In lane D (can not cleave itself) I do see a strong band, albeit at a lower MW then expected, but I think it is right.
In lane E I should observe cleaved proteins (5-6) and a few intermediates, instead I get a smear with only one band visible (about 1/3 down from the top)
I ran a 4-20% HEPES gel from Pierce. I use SDS-HEPES buffer. I have treated all samples with 2X beta mercaptoethanol SDS loading buffer, heated at 70C for 10 minutes, and ran for 2 hrs at 30 milliamps. I exposed for 90 minutes (overnight does not show additional bands)
Can anybody explain the smears? I should be seeing bands from 20-60 Kd in lane E (possibly intermediates at higher MW).
I used the TnT Quick Coupled transcription/translation kit from Promega. The lysate is very viscous and is difficult to run on gels. If anybody has experience with the Promega TnT kit, please let me know.

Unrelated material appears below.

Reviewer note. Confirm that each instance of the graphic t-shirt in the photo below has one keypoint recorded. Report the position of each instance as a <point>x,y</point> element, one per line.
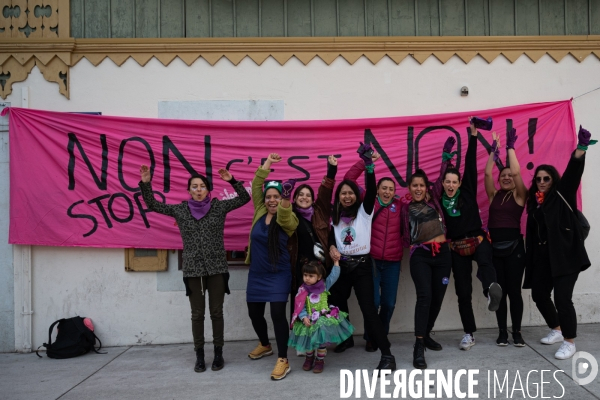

In short, I really need to improve the quality of these gels with better resolution. My constructs have been sequenced and they should be fine for the TnT reaction. There should be one band in lane D, and around 6 bands in lane E. I am hoping the additional smears in lane E contain the desired proteins and I am simply running the gels incorrectly, somehow.
Thanks for any advice.
Edited by HOYAJM, 15 March 2013 - 12:34 PM.